Vicky Hou, Edgemont Youth Press
It’s undeniable; the statistics are staggering. One third of all globally produced food is wasted. Love Food Canada has found that Canadians are throwing away 63% of fully edible food, amounting to 2.2 million tonnes a year and costing us over $17 billion dollars! To put this into perspective, as a nation we are throwing away an average of 1,200,000 tomatoes, 2,400,000 potatoes, and 450,000 eggs on a daily basis. Why does this happen, and what can you do to help?
One of the biggest reasons for waste is consumer standards. Anywhere from 20-40% of fresh fruits and vegetables are not sold as they are misshapen, marked, or oddly sized. While some restaurants and shoppers have adopted the ‘Ugly Produce Movement’, it remains a large issue. On a household level, issues such as overbuying and overcooking also play a large role in the problem.
Here are some ways you and your household can make a change:
- Take inventory before grocery shopping, and go in with a game plan. Sticking to buying what you need instead of what you see will not only save you time and money, but you are also less likely to buy things you don’t need or already have, forget about them, and throw them out when they inevitably expire.
- Do some research on food storage. Some foods like avocados, tomatoes and bananas produce excess ethylene gas as they ripen. When stored with ethylene sensitive foods such as potatoes and leafy greens, they can cause quicker spoilage.

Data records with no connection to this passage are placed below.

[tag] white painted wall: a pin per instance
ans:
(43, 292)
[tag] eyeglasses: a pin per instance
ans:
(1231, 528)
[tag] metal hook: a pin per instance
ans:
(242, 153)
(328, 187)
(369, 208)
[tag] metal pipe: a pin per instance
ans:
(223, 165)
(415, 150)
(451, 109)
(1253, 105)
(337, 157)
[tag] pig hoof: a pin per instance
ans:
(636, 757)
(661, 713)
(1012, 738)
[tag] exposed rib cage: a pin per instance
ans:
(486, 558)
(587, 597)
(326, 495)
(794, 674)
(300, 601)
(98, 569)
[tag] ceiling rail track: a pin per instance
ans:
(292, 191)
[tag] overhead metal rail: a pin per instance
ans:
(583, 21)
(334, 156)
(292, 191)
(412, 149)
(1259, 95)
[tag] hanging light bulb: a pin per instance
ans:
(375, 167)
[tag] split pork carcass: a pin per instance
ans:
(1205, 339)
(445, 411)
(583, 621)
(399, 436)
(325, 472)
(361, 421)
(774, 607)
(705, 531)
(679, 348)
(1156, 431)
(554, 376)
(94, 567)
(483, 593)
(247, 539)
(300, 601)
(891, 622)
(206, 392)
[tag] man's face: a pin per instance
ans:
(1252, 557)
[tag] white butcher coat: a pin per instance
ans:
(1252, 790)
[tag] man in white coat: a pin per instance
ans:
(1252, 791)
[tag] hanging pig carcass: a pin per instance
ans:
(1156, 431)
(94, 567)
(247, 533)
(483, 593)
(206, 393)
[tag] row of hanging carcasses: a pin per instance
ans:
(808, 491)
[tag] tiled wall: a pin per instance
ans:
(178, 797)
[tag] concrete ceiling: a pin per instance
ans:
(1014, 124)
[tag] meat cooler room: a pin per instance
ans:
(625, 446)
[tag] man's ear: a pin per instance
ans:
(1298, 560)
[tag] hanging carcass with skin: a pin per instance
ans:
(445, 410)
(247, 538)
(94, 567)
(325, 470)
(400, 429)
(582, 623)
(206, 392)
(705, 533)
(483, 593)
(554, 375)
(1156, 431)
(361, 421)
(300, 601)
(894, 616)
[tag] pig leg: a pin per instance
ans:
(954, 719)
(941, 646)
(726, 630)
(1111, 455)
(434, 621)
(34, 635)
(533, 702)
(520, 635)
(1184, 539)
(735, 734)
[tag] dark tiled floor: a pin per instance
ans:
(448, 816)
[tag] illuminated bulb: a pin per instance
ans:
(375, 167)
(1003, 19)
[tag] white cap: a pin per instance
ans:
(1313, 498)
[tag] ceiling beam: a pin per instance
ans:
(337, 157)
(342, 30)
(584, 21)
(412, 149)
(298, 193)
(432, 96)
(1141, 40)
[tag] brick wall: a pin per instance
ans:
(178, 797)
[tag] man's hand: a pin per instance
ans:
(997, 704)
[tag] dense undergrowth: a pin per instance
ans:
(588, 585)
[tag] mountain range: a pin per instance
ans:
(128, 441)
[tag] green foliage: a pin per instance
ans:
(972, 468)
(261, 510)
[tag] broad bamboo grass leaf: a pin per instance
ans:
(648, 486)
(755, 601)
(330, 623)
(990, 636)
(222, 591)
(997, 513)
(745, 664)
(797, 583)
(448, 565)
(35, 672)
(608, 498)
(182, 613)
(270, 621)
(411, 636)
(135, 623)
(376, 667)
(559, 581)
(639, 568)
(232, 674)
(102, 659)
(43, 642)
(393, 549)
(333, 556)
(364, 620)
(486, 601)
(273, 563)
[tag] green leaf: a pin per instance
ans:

- Use the first in, first out method. The next time you buy a fresh package of strawberries, store them behind the old package in your fridge. Aim to finish the food from last week’s grocery run before digging into this week’s.
Although the city’s composting program is a huge step in the right direction, preventing food waste in the first place is an even more environmentally and economically friendly solution. When you have a spare moment, consider tweaking your lifestyle to reduce your household carbon footprint and make a change for the better!